Are Telemedicine Visits Alone Adequate for Surgical Planning in Spine Patients?

Man doing virtual doctor's visit

In the early weeks of the COVID-19 pandemic, most health care providers quickly pivoted to telemedicine. Although elective surgeries were put on hold in the beginning of the pandemic, these surgeries eventually resumed. Continuing to move procedures forward was particularly important for the care of patients requiring orthopaedic surgeries, including spine surgery.

To determine the value of conducting presurgical consultations by telemedicine, a team of orthopaedic surgeons from Brigham and Women’s Hospital examined whether virtual visits resulted in the same surgical plan for patients having spine surgery as traditional in-person evaluations did. An analysis recently published in The Spine Journal found that in most cases, surgical plans generated solely from telemedicine visits were accurate and did not ultimately change after an in-person visit.

“The pandemic created a unique ecosystem wherein spine and orthopaedic service lines were forced to rely on telemedicine platforms to provide care for patients, limiting risk from in-person interactions,” said senior author Andrew K. Simpson, MD, MBA, MHS, director of minimally invasive spine surgery in the Department of Orthopaedic Surgery at the Brigham. “My colleagues and I were seeing patients via telemedicine and indicating them for specific surgical procedures without ever seeing them in person or performing a physical examination.”

Comparing Virtual and In-Person Visits

Although physical exams play a role in evaluating potential candidates for spine surgery and determining the best course of action, decisions on the most appropriate approach for each patient are primarily based on imaging, such as MRIs. Telemedicine allows orthopaedic surgeons to discuss the results of these imaging tests with patients and to present surgical options and recommendations. Other vital components of presurgical care, such as discussions about recovery and rehabilitation and setting expectations for physical improvement after surgery, also can be provided via telemedicine.

Dr. Simpson and his team, including orthopaedic surgeon Andrew Schoenfeld, MD, and residents Harry Lightsey, Alexander Crawford and Grace Xiong, decided to look at the effectiveness of telemedicine for patients having spinal surgery in more detail. In the study, they evaluated the records of 33 patients who were indicated for surgery between March and July of 2020 after having specific surgical plans discussed and documented during a telemedicine visit. The patients subsequently underwent in-person evaluation prior to surgery.

Of the 33 patients, 31 (94 percent) had no changes to their surgical plan after having an in-person examination. The two patients who did have their surgical plans modified were undergoing multilevel fusions and had the number of levels that were included increased after in-person evaluation.

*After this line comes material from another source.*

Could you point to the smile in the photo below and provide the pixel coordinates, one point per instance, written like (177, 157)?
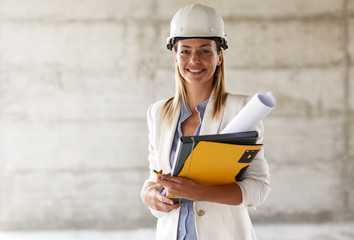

“In most cases, doing an in-person visit with the patient did not change surgical plans,” Dr. Simpson said. “This study validates that this approach is effective for patients.”

Expanding Telemedicine to Improve Access

According to Dr. Simpson, this research has important implications that will extend far beyond the end of the pandemic.

For one thing, telemedicine can help to limit health care costs by reducing the requirement for physical spaces and the staffing needs that must be met to see larger numbers of patients in person. For patients, it reduces the costs of traveling to appointments and preserves work time that would otherwise be lost during travel to medical offices.

Additionally, telemedicine can help improve access to high-quality academic medical care, especially for patients who live in rural communities or other areas that are far away from top medical centers. It can also enable patients to meet with experts in different parts of the country and determine where they want their surgery without having to travel to multiple locations. This would allow a patient to prioritize the quality of their care over geographic proximity.

“My vision is a future with more domain-specific spine centers of excellence providing higher-quality and more efficient care to broader geographic markets,” Dr. Simpson concluded. “This will be a win both for patients and for high-quality spine centers.”